To meet the needs of all the stakeholders in a clinical orientation, it is critical to distinguish between these two types of information--“necessary” or “nice” to know--and to put the information into a useful context, so it can be drawn upon at a later time.

It’s true that orientation development can be time consuming for the nurse educator (especially at the beginning), but in the end it creates a more positive and meaningful experience for new employees. And their positive experiences can go a long way toward improving your facility’s nurse retention rates.

Consume the elephant one bite at a time

One of the great things about orientation is that it is generally offered in discrete bites.  That means that you can choose to attack one area, transform that section and measure the response. There is no need to change everything at once, or to make all the sections the same.

As an example, you could choose to revise the section that covers the review of hospital policies. To make this topic more interesting and relevant, you might decide to create a few scenarios, divide into teams and ask each group to use the policy to answer the questions in the scenarios. Or use a game or crossword puzzle to reinforce common concepts, with the unique pieces of your organization emphasized.

Measuring retention of information both before and after the change can help provide needed support for other similar changes in orientation.

Make use of e-learning tools and interactive methods

We all know that e-learning is becoming increasingly common, and it currently exists in a variety of forms.

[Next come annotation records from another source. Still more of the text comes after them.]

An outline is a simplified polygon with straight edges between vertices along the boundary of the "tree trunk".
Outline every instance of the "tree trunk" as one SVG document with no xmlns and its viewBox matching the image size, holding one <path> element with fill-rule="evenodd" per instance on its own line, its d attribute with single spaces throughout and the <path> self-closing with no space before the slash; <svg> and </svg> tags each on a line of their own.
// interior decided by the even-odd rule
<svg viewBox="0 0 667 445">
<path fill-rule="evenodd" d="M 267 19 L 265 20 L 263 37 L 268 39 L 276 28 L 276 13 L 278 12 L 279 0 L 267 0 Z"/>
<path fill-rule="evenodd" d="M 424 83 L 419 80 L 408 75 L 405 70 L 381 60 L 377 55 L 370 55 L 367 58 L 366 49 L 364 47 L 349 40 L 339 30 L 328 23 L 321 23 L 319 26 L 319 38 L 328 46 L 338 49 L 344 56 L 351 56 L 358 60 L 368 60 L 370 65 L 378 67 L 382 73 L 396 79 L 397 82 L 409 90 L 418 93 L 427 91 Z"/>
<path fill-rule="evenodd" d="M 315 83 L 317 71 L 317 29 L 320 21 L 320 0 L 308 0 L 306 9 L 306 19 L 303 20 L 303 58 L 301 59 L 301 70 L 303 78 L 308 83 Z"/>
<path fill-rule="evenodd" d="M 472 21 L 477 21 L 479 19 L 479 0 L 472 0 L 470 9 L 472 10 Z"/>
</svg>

It can be as simple as a voice over PowerPoint. However, if you have access to affordable authoring tools, you can also design interactive sessions where your new nurses can click buttons, answer questions and more fully engage with the material. This learning format has been shown to increase learner satisfaction and comprehension. If this type of e-learning is not in your budget, consider some of the free online tools that include flash cards, videos, crossword puzzles, etc.

Healthcare facilities are continuously being challenged to increase their efficiency, in areas ranging from supply usage to patient throughput times and reduction of errors. So why not help your newest employees become more efficient with a streamlined and more effective orientation program?

Take the time to evaluate what’s working in your current program and upgrade where you can. Your efforts can result in increased employee satisfaction and a healthier bottom line; that’s a win–win for all stakeholders involved.